だからこそ、荘は球団に重宝された。それを証拠に、引退後の二郭がどちらも日本球界に指導者として残っていないのに対し、荘は95年に引退後、約15年間もロッテのコーチを務めている。91年に帰化し、コーチとしては坂元姓を名乗るなど、荘はどこまでも日本球界のために働き続けた男だったのだ。
この二郭一荘の話にはサラリーマンのためになる人生訓が詰まっている。確かに二郭のように有能な人材は会社の花形になりえるのだろうが、荘のように一段下がる実力でも、がむしゃらに働き続けることで高く評価されることもある。「量より質」ではなく「質より量」。いくら時代が変わり、成果至上主義が叫ばれようが、日本人のDNAにはまだまだ働き者を美徳とする価値観が残っているはずだ。

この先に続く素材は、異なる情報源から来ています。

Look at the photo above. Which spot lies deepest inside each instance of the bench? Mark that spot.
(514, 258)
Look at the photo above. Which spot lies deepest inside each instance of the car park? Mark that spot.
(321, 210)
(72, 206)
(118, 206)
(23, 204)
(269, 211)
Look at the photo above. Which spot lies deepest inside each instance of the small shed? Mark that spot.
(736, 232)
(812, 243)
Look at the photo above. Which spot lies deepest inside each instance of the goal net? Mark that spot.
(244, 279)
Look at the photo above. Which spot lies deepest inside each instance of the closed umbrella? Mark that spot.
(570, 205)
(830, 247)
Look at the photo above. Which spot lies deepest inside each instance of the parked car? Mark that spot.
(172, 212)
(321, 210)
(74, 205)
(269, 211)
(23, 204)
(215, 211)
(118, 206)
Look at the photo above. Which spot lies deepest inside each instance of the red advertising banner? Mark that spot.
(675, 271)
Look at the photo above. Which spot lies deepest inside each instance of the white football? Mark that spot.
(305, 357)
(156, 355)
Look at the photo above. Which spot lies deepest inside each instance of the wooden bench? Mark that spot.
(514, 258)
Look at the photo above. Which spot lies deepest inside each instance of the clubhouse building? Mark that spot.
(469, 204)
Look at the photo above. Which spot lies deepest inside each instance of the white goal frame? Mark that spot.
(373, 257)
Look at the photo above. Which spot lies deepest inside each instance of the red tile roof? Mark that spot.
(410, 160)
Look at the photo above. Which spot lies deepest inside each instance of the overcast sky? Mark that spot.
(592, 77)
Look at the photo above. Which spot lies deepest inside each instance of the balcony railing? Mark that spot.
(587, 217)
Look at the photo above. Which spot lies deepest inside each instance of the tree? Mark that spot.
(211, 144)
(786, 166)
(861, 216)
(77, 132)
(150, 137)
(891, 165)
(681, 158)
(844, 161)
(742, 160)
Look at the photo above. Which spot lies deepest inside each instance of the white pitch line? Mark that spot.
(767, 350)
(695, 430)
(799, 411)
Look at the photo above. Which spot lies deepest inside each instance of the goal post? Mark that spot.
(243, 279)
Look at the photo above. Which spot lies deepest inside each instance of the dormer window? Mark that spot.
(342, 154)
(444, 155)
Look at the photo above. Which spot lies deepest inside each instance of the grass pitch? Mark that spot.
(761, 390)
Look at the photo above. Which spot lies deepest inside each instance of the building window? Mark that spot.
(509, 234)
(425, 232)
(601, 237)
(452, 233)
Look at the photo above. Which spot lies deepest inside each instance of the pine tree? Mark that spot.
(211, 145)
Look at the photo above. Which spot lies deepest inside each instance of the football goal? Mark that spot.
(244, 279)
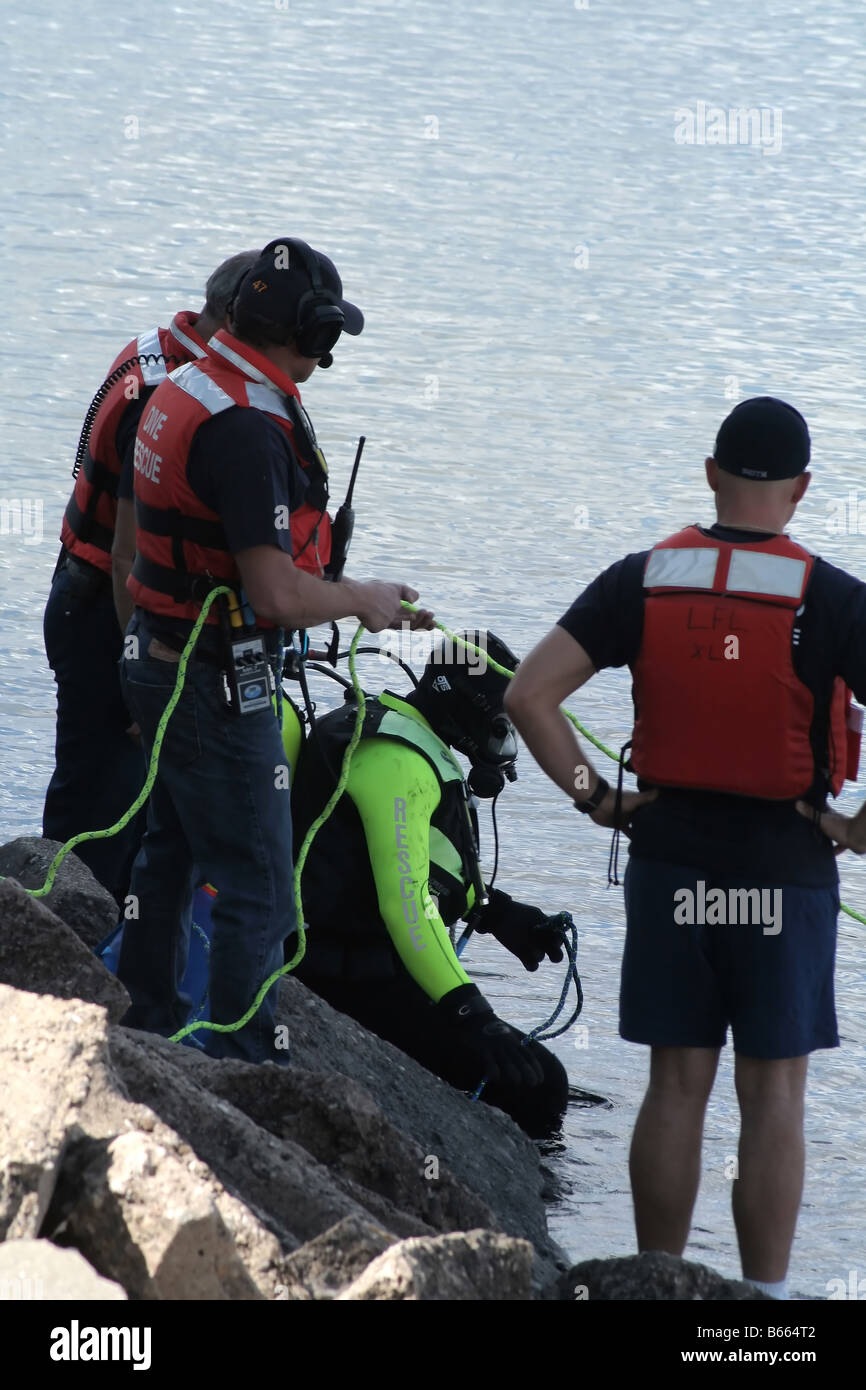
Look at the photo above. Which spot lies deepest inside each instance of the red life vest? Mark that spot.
(181, 545)
(88, 524)
(717, 702)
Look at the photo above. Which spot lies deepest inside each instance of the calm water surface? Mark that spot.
(562, 300)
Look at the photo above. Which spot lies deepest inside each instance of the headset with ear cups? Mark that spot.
(319, 320)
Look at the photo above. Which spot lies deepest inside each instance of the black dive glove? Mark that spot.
(521, 930)
(498, 1045)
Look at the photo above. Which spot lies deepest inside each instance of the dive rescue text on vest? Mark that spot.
(145, 459)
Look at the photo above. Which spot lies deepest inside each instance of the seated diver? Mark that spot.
(396, 865)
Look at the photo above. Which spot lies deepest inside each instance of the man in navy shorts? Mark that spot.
(744, 649)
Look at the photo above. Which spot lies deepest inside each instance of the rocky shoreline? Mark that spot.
(136, 1168)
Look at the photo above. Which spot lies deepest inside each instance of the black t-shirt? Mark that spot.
(242, 466)
(756, 841)
(124, 442)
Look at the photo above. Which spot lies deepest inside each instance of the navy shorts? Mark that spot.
(704, 951)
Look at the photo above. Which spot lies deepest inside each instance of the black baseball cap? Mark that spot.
(765, 439)
(274, 287)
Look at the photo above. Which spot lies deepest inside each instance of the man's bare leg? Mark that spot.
(772, 1155)
(665, 1161)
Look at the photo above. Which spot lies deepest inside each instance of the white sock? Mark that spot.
(779, 1290)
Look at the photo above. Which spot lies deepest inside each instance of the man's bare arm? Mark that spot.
(552, 672)
(280, 592)
(123, 555)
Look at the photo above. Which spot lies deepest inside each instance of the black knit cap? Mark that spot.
(462, 695)
(274, 287)
(765, 439)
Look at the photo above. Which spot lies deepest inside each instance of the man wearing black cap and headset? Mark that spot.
(225, 462)
(744, 648)
(405, 838)
(97, 759)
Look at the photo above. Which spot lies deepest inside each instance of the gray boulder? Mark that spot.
(296, 1197)
(477, 1144)
(77, 897)
(42, 954)
(654, 1276)
(39, 1269)
(146, 1216)
(332, 1118)
(49, 1051)
(325, 1266)
(473, 1265)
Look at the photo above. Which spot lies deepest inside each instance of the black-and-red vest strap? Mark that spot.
(181, 545)
(88, 527)
(719, 705)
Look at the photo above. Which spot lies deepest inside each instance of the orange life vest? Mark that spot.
(88, 524)
(181, 546)
(717, 702)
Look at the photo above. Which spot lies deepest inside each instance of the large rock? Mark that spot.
(281, 1182)
(42, 954)
(77, 897)
(327, 1265)
(39, 1269)
(146, 1215)
(477, 1144)
(655, 1276)
(474, 1265)
(49, 1051)
(332, 1118)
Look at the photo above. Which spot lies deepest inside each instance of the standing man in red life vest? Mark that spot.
(99, 762)
(218, 484)
(742, 648)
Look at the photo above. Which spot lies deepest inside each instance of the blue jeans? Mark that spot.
(99, 769)
(218, 812)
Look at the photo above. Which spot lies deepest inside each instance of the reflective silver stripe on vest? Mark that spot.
(246, 367)
(777, 576)
(188, 342)
(267, 399)
(681, 569)
(152, 371)
(202, 388)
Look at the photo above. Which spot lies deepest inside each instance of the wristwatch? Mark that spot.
(592, 802)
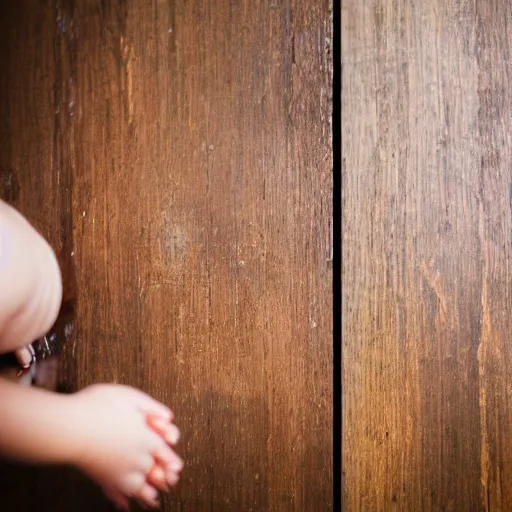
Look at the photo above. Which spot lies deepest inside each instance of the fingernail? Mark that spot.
(173, 436)
(177, 465)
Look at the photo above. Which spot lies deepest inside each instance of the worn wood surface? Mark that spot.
(178, 158)
(427, 243)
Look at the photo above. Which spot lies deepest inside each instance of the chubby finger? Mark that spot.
(173, 478)
(169, 431)
(117, 498)
(148, 495)
(165, 456)
(24, 356)
(158, 478)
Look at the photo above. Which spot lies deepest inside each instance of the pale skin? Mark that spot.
(119, 436)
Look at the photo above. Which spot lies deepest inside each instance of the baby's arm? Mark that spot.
(30, 282)
(36, 426)
(117, 435)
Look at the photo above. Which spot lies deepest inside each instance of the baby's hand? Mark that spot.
(124, 439)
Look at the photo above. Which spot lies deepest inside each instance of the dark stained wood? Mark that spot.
(427, 244)
(177, 155)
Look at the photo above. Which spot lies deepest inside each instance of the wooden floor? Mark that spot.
(177, 155)
(427, 255)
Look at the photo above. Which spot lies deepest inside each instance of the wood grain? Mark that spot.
(427, 243)
(178, 158)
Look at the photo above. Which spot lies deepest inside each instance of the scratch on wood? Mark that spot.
(481, 355)
(433, 280)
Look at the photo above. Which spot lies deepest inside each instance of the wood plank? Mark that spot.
(426, 255)
(178, 158)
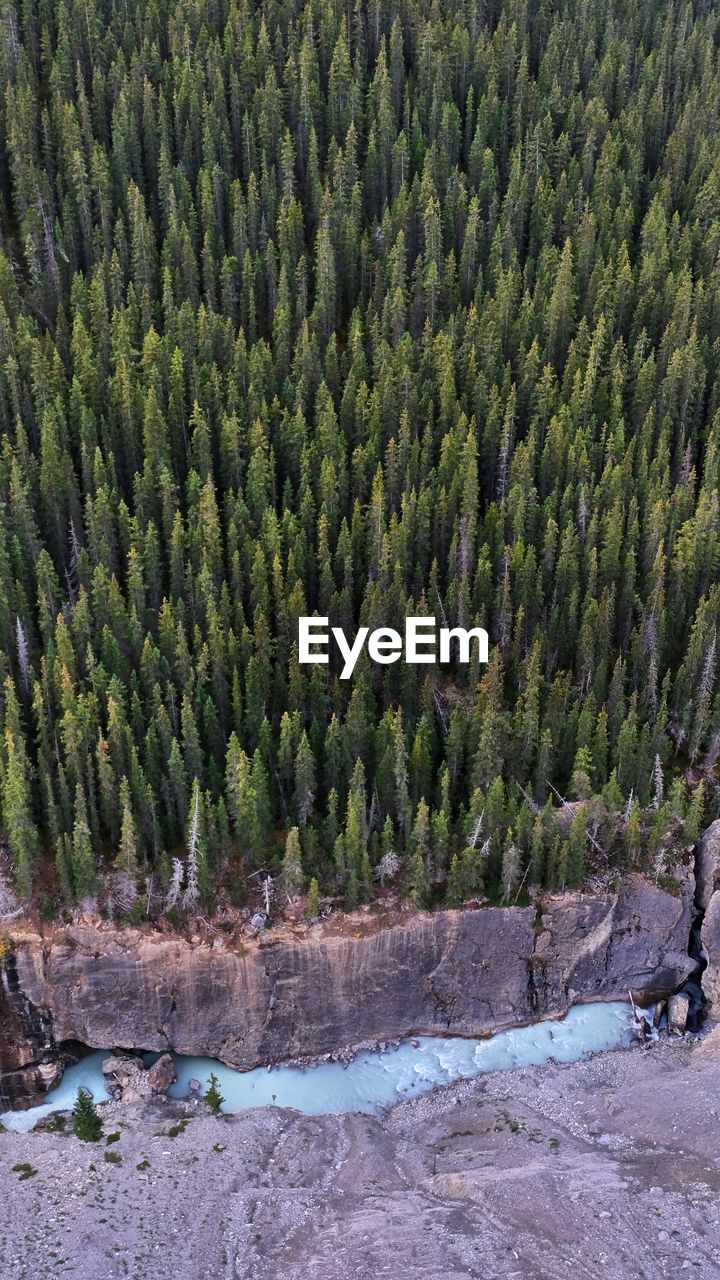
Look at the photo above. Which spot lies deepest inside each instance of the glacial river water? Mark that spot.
(372, 1080)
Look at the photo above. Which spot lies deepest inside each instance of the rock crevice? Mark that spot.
(460, 973)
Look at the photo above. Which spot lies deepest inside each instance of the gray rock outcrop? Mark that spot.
(707, 901)
(278, 996)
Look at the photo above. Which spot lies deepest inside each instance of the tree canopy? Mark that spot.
(363, 310)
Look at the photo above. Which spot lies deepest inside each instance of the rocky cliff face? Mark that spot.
(463, 973)
(707, 903)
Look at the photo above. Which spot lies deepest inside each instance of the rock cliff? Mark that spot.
(279, 996)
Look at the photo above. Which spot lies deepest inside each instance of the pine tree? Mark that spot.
(87, 1124)
(292, 874)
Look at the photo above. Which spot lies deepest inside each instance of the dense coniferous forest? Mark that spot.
(367, 311)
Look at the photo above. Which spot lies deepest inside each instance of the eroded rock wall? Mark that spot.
(707, 903)
(463, 973)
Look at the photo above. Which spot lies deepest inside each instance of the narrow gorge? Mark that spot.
(350, 981)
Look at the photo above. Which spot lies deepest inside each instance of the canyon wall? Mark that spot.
(279, 996)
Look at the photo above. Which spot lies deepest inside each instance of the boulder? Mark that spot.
(162, 1074)
(678, 1008)
(121, 1065)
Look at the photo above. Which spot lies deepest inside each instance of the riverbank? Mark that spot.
(609, 1165)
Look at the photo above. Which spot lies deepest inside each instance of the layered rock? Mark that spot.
(461, 973)
(707, 901)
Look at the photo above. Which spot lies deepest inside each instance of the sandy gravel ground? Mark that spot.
(606, 1169)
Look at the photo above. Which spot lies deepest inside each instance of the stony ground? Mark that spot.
(606, 1169)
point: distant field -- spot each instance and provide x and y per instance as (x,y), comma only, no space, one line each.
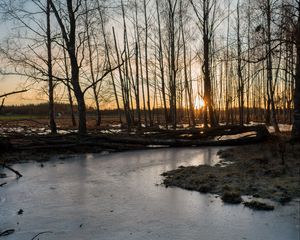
(19,117)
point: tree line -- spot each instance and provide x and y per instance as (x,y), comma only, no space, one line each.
(240,58)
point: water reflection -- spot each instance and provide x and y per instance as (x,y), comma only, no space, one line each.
(115,197)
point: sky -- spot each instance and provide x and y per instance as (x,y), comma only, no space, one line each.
(12,83)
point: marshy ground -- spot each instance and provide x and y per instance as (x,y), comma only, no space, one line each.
(267,170)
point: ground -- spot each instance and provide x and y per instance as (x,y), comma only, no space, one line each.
(266,170)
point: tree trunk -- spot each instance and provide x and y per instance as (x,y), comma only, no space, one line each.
(50,74)
(70,39)
(296,123)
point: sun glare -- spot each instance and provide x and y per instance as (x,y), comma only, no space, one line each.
(199,102)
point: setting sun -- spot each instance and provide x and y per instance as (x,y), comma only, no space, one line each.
(199,102)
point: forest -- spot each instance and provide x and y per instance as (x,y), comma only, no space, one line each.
(149,119)
(158,62)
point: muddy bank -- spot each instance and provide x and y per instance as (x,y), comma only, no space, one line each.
(22,146)
(267,170)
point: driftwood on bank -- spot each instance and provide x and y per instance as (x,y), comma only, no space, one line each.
(220,136)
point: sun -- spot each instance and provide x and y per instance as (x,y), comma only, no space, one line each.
(199,102)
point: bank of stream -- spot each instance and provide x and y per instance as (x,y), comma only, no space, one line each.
(120,196)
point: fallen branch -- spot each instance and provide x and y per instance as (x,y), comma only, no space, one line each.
(13,170)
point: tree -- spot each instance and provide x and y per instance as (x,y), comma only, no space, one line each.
(296,123)
(207,24)
(71,47)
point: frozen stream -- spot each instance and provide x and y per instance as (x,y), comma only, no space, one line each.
(116,196)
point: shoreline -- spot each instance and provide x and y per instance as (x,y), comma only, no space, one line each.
(269,170)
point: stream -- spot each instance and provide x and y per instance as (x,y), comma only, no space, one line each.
(118,196)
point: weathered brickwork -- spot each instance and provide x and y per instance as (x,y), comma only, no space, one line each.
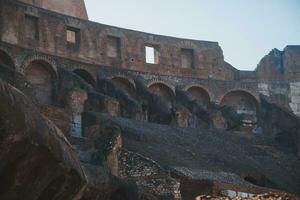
(186,107)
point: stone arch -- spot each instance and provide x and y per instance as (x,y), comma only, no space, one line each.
(85,75)
(126,84)
(162,89)
(200,94)
(75,105)
(243,102)
(41,75)
(43,58)
(6,59)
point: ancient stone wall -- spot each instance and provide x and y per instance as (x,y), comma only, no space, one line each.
(107,45)
(74,8)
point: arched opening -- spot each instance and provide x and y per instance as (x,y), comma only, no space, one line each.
(251,179)
(85,75)
(120,194)
(41,75)
(76,102)
(6,61)
(163,90)
(198,197)
(200,95)
(244,104)
(126,85)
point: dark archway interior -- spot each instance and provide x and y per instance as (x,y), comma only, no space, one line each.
(162,90)
(125,85)
(85,75)
(40,75)
(5,60)
(200,95)
(242,102)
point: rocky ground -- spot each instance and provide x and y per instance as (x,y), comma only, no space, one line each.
(266,196)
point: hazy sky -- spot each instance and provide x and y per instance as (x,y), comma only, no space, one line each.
(245,29)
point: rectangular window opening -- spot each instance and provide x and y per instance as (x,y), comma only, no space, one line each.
(113,47)
(73,35)
(152,56)
(31,27)
(187,58)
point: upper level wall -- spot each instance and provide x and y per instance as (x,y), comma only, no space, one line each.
(95,43)
(75,8)
(280,65)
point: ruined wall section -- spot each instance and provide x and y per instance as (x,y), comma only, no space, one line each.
(91,42)
(75,8)
(280,65)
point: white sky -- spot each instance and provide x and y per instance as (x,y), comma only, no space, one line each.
(245,29)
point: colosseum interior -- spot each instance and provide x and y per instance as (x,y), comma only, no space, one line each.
(84,114)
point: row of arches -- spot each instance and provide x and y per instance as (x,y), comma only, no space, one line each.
(41,74)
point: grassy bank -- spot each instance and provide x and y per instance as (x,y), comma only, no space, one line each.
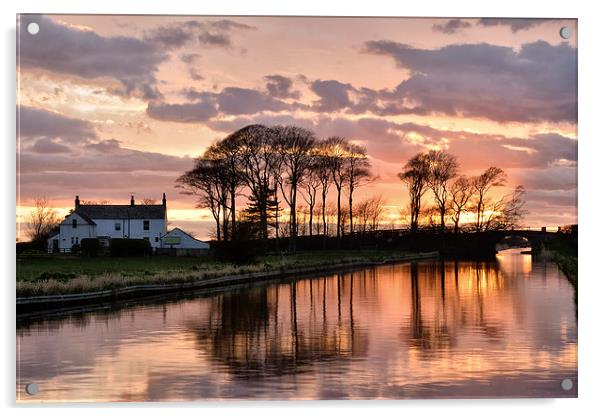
(65,274)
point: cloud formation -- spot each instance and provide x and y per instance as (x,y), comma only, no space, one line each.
(65,50)
(206,33)
(515,25)
(61,155)
(204,105)
(451,26)
(536,83)
(279,86)
(36,123)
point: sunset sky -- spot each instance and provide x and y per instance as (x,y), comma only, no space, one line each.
(116,105)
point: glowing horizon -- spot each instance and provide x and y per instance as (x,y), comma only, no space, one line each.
(143,95)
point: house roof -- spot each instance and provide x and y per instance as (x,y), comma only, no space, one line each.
(183,232)
(113,212)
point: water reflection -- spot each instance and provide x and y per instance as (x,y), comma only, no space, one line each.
(423,329)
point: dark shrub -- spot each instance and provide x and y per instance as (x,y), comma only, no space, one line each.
(90,247)
(130,247)
(26,246)
(239,252)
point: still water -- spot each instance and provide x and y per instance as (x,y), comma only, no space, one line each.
(429,329)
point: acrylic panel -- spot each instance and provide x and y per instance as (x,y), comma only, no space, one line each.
(295,208)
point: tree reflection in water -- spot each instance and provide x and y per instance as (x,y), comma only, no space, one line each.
(258,333)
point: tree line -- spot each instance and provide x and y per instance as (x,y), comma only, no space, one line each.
(276,167)
(288,168)
(456,196)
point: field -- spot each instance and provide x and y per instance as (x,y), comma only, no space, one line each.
(47,275)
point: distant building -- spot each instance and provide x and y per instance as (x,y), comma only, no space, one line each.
(147,222)
(180,243)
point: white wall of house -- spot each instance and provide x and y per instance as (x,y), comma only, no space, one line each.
(119,228)
(132,228)
(177,238)
(70,234)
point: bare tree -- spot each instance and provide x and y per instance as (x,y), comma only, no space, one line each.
(357,172)
(311,185)
(229,151)
(206,182)
(505,212)
(492,177)
(461,192)
(369,214)
(259,160)
(149,201)
(294,146)
(41,220)
(415,175)
(323,170)
(443,167)
(337,151)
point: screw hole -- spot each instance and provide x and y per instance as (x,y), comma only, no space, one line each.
(33,28)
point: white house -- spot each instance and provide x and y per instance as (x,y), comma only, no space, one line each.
(147,222)
(183,244)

仕事をしていると、誰もが「できる男」に憧れるものだ。だからサラリーマンの多くは仕事で成果を上げること、つまり結果ばかりを求めてしまう。しかし本当に重要なのは、まずは「働く男」になることだ。勤勉実直な姿勢と労働量の増加。それが先々の結果につながることは間違いない。「働く男」は、時に「できる男」を超えるのだ。
※この連載は2012年4月から2013年9年まで全67回で紙面掲載されました。東スポnoteでは写真を増やし、全33回でお届けする予定です。